Dewi Katharina Frese: Ich habe über diese Frage lange nachgedacht und bin ohne einen Plan zu haben zum Workshop gegangen. Das ist ja oft so, dass, wenn man was gefragt wird, man keine Antwort weiß. Wenn mich zum Beispiel jemand fragt, welche Musik ich höre, fällt mir kein Name ein. Da waren die Gespräche mit Elif sehr angenehm, die waren sehr casual, nicht so wie ein Verhör: „Was willst du sagen? Gib eine Antwort!“

Magst du ein Beispiel geben, worum es geht?

Dewi Katharina Frese: In meinem Monolog geht es nicht nur um eine Sache, sondern um mehrere Themen. Zum Beispiel um meine Identität. Wie nehme ich mich selbst wahr und wie nehmen mich andere wahr? Wo sehe ich meinen Platz in der Gesellschaft? Der Text ist facettenreich.

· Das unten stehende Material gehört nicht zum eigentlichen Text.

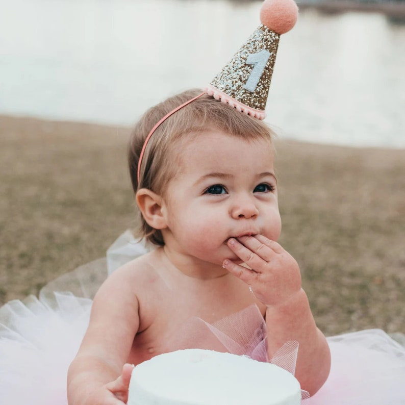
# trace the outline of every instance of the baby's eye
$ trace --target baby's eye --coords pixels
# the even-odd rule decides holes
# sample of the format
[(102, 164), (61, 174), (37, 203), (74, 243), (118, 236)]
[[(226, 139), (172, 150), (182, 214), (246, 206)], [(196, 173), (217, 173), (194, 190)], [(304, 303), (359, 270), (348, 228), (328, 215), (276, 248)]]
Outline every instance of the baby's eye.
[(206, 191), (206, 194), (225, 194), (226, 190), (223, 186), (220, 184), (216, 184), (215, 186), (211, 186), (208, 187)]
[(270, 184), (267, 184), (265, 183), (262, 183), (261, 184), (259, 184), (255, 187), (255, 190), (253, 190), (254, 193), (266, 193), (269, 191), (274, 191), (274, 187)]

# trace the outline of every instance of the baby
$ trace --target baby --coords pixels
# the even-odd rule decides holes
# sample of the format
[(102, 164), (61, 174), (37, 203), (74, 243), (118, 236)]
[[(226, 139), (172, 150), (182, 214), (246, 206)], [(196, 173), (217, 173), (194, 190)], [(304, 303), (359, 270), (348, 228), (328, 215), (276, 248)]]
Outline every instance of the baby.
[(298, 266), (277, 243), (272, 133), (200, 93), (153, 107), (133, 132), (139, 236), (158, 247), (113, 273), (96, 295), (69, 370), (69, 405), (122, 405), (129, 364), (179, 348), (173, 337), (193, 317), (212, 323), (252, 305), (265, 320), (269, 358), (295, 340), (301, 388), (313, 395), (327, 377), (329, 348)]

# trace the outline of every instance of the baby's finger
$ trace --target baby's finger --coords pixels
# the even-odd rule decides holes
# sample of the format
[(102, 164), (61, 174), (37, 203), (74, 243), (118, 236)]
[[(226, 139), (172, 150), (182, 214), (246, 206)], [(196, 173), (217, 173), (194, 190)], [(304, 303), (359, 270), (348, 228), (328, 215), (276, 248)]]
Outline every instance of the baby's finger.
[(261, 242), (256, 237), (258, 236), (241, 236), (238, 238), (238, 240), (248, 249), (256, 253), (263, 260), (270, 262), (274, 257), (274, 252), (266, 244)]
[(223, 261), (222, 267), (249, 285), (257, 280), (259, 275), (254, 270), (240, 266), (227, 259)]
[(275, 253), (283, 253), (284, 249), (281, 245), (277, 243), (274, 240), (271, 240), (262, 235), (256, 235), (255, 237), (259, 241), (261, 242), (264, 245), (266, 245)]
[(259, 257), (256, 253), (243, 246), (234, 238), (231, 238), (228, 241), (228, 246), (239, 259), (257, 273), (262, 272), (263, 265), (267, 263), (267, 261)]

Auf der Bühne selbst performst du das aber gar nicht in deinen eigenen Worten, sondern du sprichst eine Text von der Lyrikerin und Dramaturgin Elif Zengin. Den habt ihr zusammen erarbeitet. Elif, wie lief das ab?

Elif Zengin: Dewi und ich haben uns bei den Workshops kennengelernt. Zu Beginn haben wir verschiedene Spiele gemacht und da habe ich schon einiges erfahren. Hinterher hatten wir auch Zeit nur zu zweit auf der Bühne und haben wieder Kennenlernspiele gespielt und ich habe mir Notizen gemacht. Aus denen habe ich anschließend einen Text entwickelt. Der besteht zum einen aus Dewis Worten, aber auch aus meiner Sprache. Mein Ziel war, dass man aus meiner Sprache Dewi heraushören kann. Dewi benutzt zum Beispiel viele Anglizismen und die habe ich dann auch eingebaut.

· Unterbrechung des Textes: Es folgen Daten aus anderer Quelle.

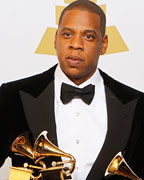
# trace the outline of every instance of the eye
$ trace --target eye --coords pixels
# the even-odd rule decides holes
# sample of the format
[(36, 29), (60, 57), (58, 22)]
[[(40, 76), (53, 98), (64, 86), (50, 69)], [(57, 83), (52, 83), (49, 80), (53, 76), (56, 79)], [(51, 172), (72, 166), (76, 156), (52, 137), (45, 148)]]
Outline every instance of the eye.
[(86, 40), (94, 40), (96, 37), (94, 35), (92, 35), (92, 34), (87, 34), (87, 35), (84, 36), (84, 38)]
[(64, 38), (70, 38), (72, 36), (72, 33), (64, 32), (64, 33), (62, 33), (62, 35)]

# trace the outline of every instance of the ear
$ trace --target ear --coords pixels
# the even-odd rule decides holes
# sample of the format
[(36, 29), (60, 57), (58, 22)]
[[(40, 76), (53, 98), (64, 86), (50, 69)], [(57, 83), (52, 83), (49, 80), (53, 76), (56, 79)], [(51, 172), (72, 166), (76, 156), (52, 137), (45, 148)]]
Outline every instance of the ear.
[(101, 49), (101, 55), (105, 54), (108, 47), (108, 36), (104, 35), (102, 40), (102, 49)]
[(54, 40), (54, 48), (56, 49), (56, 43), (57, 43), (57, 36), (58, 36), (58, 30), (55, 33), (55, 40)]

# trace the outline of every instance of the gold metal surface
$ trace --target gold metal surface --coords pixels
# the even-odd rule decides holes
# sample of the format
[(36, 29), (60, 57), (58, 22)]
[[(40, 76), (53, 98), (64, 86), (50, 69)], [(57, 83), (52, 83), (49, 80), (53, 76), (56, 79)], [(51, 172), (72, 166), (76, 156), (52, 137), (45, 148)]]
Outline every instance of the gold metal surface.
[(125, 161), (122, 155), (122, 152), (119, 152), (113, 158), (113, 160), (110, 162), (105, 172), (105, 176), (110, 176), (115, 174), (130, 178), (132, 180), (142, 180), (129, 167), (129, 165), (127, 164), (127, 162)]
[[(34, 145), (30, 142), (30, 133), (25, 132), (15, 139), (11, 145), (14, 153), (24, 155), (33, 160), (34, 165), (24, 163), (23, 167), (11, 167), (9, 180), (42, 180), (43, 173), (60, 173), (61, 180), (64, 176), (70, 176), (75, 168), (75, 159), (71, 154), (65, 153), (52, 144), (47, 138), (47, 131), (43, 131), (36, 139)], [(48, 157), (65, 157), (66, 161), (53, 161), (51, 167), (47, 167), (46, 158)], [(71, 167), (67, 170), (64, 164), (70, 163)], [(34, 175), (37, 172), (37, 176)], [(23, 179), (20, 178), (23, 177)]]

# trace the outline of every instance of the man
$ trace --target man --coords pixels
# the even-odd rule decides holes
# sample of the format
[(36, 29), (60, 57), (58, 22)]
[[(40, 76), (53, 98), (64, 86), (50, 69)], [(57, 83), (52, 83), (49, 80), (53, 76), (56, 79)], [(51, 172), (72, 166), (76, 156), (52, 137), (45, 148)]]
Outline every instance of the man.
[(46, 129), (50, 141), (76, 158), (74, 180), (103, 179), (119, 151), (144, 178), (143, 93), (98, 69), (108, 45), (105, 24), (104, 12), (95, 3), (71, 3), (61, 14), (55, 37), (59, 64), (2, 85), (1, 165), (8, 155), (14, 166), (22, 165), (26, 159), (9, 151), (11, 143), (26, 130), (36, 137)]

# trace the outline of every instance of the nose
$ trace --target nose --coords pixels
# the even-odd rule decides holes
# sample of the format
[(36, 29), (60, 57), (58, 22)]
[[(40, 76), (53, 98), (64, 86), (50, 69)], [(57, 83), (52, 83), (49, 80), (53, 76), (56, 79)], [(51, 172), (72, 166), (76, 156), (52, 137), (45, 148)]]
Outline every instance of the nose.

Und, Dewi, findest du, dass Elif gute Worte gefunden hat, um auszudrücken, was du sagen wolltest?

Dewi Katharina Frese: Definitiv. Als ich den Text zum ersten Mal gelesen habe, war ich überrascht, wie sie es geschafft hat, alles, worüber wir gesprochen haben, reinzupacken.

War das für dich ein bisschen ein Schutz, dass dir Elif Worte gegeben hat? Kannst du dich dadurch auf der Bühne anders zeigen?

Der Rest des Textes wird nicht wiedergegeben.